This will be a very short diary. It basically reproduces below the fold a comment I made a few moments ago on another thread.
I am far too buried with the preparation for school to do a truly thoughtful diary. What I offer is my gut reaction about my priorities for a presidential candidate.
Do not read this as a comprehensive statement. It is a reaction to reading someone else's list of priorities for our government. I think I begin at a very fundamental level. And hence this diary.
My first priority is to save the Constitution.
and while it seems as if the best way of accomplishing that is to elect as Democrat president, given a choice between a Democrat who is not committed to that course, and whose track record is hostile to the Constitution at least as I see it, and given an opponent not nominally a Democrat who is committed by track record and verbal commitment to Constitutional restoration and protection, my choice would be clear.
I state that as a hypothetical. Given what I have said about track record, it would be exceedingly difficult to find a prominent Republican who would not already be disqualified. What is sad is how many Democrats have failed to meet the test of protecting the Constitution.
What is truly sad is the lack of clear statements by our presidential candidates which would
- reject the idea of signing statements as a backdoor veto
- reject the idea of the unitary executive in any form
- acknowledge the importance of checks and balances and separation of powers
- commitment to maximum defense of the Bill of Rights, pointing out that "protection" and "security" which overrides those is neither protection or security of America as we have known it
That is one reason I find it hard to motivate myself for a presidential race that is moving too quickly, and is too much about personalities, and not about us.

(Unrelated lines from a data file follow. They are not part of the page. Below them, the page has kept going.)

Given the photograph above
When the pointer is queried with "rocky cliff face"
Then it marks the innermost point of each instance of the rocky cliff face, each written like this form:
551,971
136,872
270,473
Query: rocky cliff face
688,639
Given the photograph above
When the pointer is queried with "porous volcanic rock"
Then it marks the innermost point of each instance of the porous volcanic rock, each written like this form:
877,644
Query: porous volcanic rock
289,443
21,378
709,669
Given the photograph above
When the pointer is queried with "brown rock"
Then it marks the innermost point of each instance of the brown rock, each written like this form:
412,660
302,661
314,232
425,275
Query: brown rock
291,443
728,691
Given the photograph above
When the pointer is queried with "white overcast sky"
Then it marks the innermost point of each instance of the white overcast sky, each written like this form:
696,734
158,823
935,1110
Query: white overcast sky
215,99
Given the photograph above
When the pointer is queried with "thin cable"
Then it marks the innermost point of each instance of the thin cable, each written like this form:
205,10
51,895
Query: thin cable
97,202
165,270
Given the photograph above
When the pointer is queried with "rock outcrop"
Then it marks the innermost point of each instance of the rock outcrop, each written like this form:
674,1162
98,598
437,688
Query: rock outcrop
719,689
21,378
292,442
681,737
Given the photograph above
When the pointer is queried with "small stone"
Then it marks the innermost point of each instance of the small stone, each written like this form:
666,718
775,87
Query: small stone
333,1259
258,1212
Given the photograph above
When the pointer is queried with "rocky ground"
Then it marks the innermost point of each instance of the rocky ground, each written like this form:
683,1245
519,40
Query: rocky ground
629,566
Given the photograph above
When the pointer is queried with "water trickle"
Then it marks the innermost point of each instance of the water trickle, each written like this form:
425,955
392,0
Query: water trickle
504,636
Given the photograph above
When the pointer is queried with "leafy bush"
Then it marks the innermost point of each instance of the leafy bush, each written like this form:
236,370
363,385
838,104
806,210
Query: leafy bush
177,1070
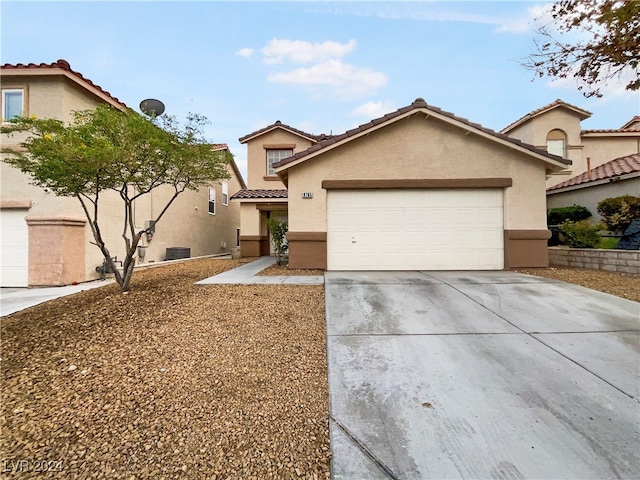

Some of the candidates have addressed pieces of this. Some are raising issues that need to be raised - about health care, about poverty, and so on.
But where is the clear statement of a commitment to the Constitution and the Bill of Rights? Where is the leader willing to inspire us on that fundamental ground?
I think there is a window of opportunity to initiate a public discussion of what America means - it would be a rejection of racism, of political hatred, of using tragic events to accumulate power to oneself. It would challenge us to think about the meaning of our Constitution in light of our lack of equity, the deteriorating environment, the economic disparity. All of these matter.
But without an affirmation of our Constitutional system and a commitment to living by and reinvigorating the idea of liberty as expressed in the Bill of Rights, while simultaneously reaffirming that we as Americans ahve a common destiny with one another and with people around the world, the other things about which we content politically are the equivalent of rearranging the deck chairs on the Titanic while the band plays on. I do not need to hear "Nearer my God to Thee" as our democratic republic slowly sinks into oblivion. I do not need to think of the words of T. S. Eliot, that this is how the world ends, not with a bang, but with a whimper.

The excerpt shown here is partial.